Struct landlock::RulesetCreated

pub struct RulesetCreated { /* private fields */ }

Ruleset created with Ruleset::create().

Implementations

impl RulesetCreated

pub fn restrict_self(self) -> Result<RestrictionStatus, RulesetError>

Attempts to restrict the calling thread with the ruleset according to the best-effort configuration (see RulesetCreated::set_compatibility() and CompatLevel::BestEffort). Call prctl(2) with the PR_SET_NO_NEW_PRIVS according to the ruleset configuration.

On error, returns a wrapped RestrictSelfError.

pub fn try_clone(&self) -> Result<Self>

Creates a new RulesetCreated instance by duplicating the underlying file descriptor. Rule modification will affect both RulesetCreated instances simultaneously.

On error, returns std::io::Error.

Trait Implementations

impl AsMut<RulesetCreated> for RulesetCreated

fn as_mut(&mut self) -> &mut RulesetCreated

Converts this type into a mutable reference of the (usually inferred) input type.

impl Compatible for &mut RulesetCreated

fn set_compatibility(self, level: CompatLevel) -> Self

To enable a best-effort security approach, Landlock features that are not supported by the running system are silently ignored by default, which is a sane choice for most use cases. However, on some rare circumstances, developers may want to have some guarantees that their applications will not run if a certain level of sandboxing is not possible.
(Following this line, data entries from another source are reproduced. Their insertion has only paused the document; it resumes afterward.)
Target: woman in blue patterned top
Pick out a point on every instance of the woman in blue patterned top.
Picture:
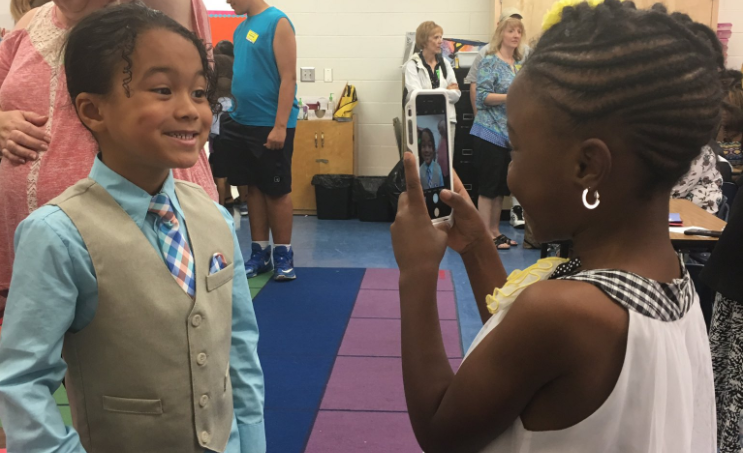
(492, 154)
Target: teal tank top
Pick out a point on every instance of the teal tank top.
(256, 80)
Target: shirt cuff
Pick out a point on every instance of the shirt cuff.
(252, 438)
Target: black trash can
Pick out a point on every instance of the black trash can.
(333, 196)
(372, 204)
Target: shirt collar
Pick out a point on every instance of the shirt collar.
(132, 199)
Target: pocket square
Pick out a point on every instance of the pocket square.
(218, 263)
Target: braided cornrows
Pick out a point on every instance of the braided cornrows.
(655, 75)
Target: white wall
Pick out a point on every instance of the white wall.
(732, 11)
(362, 41)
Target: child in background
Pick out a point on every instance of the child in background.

If we really want to error out when not all our requested requirements are met, then we can configure it with set_compatibility().

fn set_best_effort(self, best_effort: bool) -> Self

where Self: Sized,

👎Deprecated: Use set_compatibility() instead

Cf. set_compatibility():

impl Compatible for RulesetCreated

fn set_compatibility(self, level: CompatLevel) -> Self

To enable a best-effort security approach, Landlock features that are not supported by the running system are silently ignored by default, which is a sane choice for most use cases. However, on some rare circumstances, developers may want to have some guarantees that their applications will not run if a certain level of sandboxing is not possible. If we really want to error out when not all our requested requirements are met, then we can configure it with set_compatibility().
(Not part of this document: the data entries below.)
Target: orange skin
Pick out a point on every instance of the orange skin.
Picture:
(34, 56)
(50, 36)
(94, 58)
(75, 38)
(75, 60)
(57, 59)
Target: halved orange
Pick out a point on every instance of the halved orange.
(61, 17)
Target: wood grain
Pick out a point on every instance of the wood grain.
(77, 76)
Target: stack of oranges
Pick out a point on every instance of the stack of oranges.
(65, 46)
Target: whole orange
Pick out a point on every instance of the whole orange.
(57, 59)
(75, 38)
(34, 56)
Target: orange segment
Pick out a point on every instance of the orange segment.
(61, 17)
fn set_best_effort(self, best_effort: bool) -> Self

where Self: Sized,

👎Deprecated: Use set_compatibility() instead

Cf. set_compatibility():

impl Drop for RulesetCreated

fn drop(&mut self)

Executes the destructor for this type.

impl RulesetCreatedAttr for &mut RulesetCreated

fn add_rule<T, U>(self, rule: T) -> Result<Self, RulesetError>

where T: Rule<U>, U: Access,

Attempts to add a new rule to the ruleset.

fn add_rules<I, T, U, E>(self, rules: I) -> Result<Self, E>

where I: IntoIterator<Item = Result<T, E>>, T: Rule<U>, U: Access, E: From<RulesetError>,

Attempts to add a set of new rules to the ruleset.

fn set_no_new_privs(self, no_new_privs: bool) -> Self

Configures the ruleset to call prctl(2) with the PR_SET_NO_NEW_PRIVS command in restrict_self().

impl RulesetCreatedAttr for RulesetCreated

fn add_rule<T, U>(self, rule: T) -> Result<Self, RulesetError>

where T: Rule<U>, U: Access,

Attempts to add a new rule to the ruleset.

fn add_rules<I, T, U, E>(self, rules: I) -> Result<Self, E>

where I: IntoIterator<Item = Result<T, E>>, T: Rule<U>, U: Access, E: From<RulesetError>,

Attempts to add a set of new rules to the ruleset.

fn set_no_new_privs(self, no_new_privs: bool) -> Self

Configures the ruleset to call prctl(2) with the PR_SET_NO_NEW_PRIVS command in restrict_self().